Go to Environments, create a new environment and give it a useful name. Next, go into the details of the environment, open the action menu on the top right and select Approvals and checks.

Environment Approvals Menu

Add a new check by clicking the + button on the top right, select Approvals and assign a user/group. The rest of the options can be left as default or be changed to your needs. This dialog also shows the other options described on the docs linked above.

Environment Approvals Menu

This completes the environment part as a prerequisite of our approval pipeline.

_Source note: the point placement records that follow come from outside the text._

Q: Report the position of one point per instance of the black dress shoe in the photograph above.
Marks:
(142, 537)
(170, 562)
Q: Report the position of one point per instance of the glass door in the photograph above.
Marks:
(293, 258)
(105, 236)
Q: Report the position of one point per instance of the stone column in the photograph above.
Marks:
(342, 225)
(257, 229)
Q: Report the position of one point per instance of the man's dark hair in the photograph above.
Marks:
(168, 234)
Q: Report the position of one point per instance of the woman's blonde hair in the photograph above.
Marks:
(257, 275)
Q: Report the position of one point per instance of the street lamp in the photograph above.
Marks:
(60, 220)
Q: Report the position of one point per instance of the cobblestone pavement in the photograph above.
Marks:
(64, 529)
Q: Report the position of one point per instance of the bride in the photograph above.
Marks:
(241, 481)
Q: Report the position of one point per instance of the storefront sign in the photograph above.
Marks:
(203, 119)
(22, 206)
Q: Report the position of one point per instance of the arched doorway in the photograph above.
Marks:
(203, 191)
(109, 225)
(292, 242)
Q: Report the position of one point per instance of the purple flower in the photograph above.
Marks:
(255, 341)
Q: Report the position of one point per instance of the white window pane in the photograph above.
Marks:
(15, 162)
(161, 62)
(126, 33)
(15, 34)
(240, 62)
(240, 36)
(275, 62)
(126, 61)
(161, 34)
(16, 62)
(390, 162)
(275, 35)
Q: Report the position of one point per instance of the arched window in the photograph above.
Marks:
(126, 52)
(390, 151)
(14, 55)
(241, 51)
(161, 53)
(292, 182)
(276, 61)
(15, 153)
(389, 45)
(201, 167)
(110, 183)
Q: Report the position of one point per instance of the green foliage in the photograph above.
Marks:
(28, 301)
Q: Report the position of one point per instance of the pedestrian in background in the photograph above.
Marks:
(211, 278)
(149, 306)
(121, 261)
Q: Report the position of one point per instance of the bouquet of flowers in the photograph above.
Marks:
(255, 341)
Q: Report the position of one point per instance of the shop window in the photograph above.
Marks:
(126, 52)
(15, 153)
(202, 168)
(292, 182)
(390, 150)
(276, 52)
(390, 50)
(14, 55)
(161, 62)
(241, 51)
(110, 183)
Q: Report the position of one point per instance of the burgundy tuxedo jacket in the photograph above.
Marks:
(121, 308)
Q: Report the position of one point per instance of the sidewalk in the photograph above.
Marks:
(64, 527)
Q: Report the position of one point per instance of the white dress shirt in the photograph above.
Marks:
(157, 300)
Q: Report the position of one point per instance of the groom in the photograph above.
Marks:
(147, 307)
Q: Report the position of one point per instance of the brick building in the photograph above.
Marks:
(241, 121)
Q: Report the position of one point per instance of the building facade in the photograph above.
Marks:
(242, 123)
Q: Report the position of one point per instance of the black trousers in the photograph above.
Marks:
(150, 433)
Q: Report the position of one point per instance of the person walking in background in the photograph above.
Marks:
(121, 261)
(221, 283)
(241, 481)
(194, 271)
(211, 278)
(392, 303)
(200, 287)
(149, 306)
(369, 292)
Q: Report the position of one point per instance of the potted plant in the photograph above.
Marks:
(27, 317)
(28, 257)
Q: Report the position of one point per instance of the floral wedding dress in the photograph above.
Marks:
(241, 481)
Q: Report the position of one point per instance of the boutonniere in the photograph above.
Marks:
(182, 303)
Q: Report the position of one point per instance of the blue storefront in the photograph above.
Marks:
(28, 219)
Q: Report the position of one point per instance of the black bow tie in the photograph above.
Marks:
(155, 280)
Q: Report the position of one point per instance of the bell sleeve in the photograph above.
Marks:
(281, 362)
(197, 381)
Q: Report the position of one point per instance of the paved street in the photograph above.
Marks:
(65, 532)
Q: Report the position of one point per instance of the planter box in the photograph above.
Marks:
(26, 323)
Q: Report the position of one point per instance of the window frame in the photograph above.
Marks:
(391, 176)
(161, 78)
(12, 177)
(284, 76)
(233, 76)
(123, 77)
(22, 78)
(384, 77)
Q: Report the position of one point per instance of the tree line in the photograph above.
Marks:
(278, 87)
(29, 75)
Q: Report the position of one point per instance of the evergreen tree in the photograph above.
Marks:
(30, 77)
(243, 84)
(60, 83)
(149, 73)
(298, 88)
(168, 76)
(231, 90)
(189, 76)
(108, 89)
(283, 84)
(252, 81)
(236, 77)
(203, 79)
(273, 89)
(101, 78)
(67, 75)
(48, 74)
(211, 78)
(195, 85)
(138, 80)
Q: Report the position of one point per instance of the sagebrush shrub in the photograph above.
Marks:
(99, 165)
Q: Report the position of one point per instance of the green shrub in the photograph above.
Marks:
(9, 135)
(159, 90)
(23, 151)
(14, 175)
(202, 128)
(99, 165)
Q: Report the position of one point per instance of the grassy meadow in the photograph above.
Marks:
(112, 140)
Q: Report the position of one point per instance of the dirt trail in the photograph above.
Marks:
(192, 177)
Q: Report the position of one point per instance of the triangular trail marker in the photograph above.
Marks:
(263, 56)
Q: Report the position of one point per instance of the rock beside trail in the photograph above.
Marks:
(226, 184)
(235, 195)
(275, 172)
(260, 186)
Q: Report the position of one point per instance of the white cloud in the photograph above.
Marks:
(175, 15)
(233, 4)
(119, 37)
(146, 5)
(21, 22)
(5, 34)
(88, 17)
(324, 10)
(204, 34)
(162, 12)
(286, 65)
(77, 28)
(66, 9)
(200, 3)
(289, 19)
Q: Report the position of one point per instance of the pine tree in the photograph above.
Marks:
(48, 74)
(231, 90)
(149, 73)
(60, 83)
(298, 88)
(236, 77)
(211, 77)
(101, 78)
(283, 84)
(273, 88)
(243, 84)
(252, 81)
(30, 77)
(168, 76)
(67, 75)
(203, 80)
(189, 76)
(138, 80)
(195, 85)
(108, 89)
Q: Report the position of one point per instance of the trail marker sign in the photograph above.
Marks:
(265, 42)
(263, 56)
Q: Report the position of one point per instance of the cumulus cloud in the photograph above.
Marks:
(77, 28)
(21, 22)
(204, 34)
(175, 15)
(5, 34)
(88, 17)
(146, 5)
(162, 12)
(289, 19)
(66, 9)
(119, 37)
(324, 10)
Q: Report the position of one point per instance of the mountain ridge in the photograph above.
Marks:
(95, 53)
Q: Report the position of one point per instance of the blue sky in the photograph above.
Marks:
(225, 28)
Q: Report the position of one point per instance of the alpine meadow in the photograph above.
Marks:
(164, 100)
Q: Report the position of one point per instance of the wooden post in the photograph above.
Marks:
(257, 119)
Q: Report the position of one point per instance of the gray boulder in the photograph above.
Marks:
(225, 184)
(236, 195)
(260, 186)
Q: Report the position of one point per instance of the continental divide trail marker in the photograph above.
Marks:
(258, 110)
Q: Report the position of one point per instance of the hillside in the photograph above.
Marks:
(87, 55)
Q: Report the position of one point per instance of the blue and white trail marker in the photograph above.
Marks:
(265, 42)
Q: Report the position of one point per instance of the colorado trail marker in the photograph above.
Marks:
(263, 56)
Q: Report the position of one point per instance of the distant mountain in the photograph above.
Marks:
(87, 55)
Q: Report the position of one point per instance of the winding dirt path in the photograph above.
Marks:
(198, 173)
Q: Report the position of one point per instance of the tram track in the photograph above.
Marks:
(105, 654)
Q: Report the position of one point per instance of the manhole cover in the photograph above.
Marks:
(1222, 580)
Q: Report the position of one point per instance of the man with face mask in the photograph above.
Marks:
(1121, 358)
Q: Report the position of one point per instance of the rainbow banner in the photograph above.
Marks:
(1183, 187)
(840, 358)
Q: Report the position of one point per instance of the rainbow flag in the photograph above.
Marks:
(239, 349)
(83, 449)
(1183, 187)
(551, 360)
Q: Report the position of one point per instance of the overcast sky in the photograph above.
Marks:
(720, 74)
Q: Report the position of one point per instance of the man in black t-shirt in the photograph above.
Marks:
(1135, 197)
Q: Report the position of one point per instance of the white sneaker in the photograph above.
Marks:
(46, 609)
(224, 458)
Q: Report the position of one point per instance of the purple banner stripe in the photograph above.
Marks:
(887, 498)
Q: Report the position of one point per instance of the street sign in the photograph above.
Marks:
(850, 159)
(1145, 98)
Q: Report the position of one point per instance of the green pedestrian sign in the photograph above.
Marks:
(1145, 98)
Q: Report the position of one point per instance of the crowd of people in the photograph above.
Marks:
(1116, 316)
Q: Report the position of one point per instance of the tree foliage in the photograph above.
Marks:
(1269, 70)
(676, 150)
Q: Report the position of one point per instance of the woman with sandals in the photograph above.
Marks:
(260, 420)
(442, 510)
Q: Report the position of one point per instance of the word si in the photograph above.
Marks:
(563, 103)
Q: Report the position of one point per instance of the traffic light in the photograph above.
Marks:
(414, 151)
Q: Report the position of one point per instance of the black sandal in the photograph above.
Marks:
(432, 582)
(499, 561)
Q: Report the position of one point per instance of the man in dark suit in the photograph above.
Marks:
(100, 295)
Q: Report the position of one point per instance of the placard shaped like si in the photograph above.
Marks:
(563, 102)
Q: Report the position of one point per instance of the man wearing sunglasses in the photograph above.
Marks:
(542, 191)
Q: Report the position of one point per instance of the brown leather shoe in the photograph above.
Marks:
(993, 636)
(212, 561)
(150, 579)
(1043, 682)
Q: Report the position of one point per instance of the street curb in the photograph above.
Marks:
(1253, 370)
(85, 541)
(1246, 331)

Add environment to the pipeline

The very first time I tried this, my initial thought was to simply slap the environment property on each job. But as mentioned in the previous post, only deployment jobs run against a specific environment.

This is our initial YAML fragment:

variables:
  ServiceConnectionName: "ALZPipelineConnection"
  ..

stages:
- stage: ManagementGroups
  displayName: Deploy Management Groups
  jobs:
  - job: DeplopyManagementGroups
    displayName: Deploy Management Groups
    steps:
    - task: AzureCLI@2

And since we have to convert the job to a deployment job, we’ll add some extra levels of elements and finally add the environment:

variables:
  EnvironmentName: "ALZ-Production"
  ServiceConnectionName: "ALZPipelineConnection"
  ..

stages:
- stage: ManagementGroups
  displayName: Deploy Management Groups
  jobs:
  - deployment: DeplopyManagementGroups
    displayName: Deploy Management Groups
    environment: $(EnvironmentName)
    strategy:
      runOnce:
        deploy:
          steps:
          - task: AzureCLI@2

Testing our changes

The very first time you try to run the pipeline with this deployment job and environment, you’ll have some extra work to do to set all permissions. The UI is pretty straight-forward. First you see the warning that the pipeline needs permission to the newly created environment and your stage is waiting.

Environment Approvals Menu

Simply click the button and verify that the pipeline is trying to access the correct environment resource.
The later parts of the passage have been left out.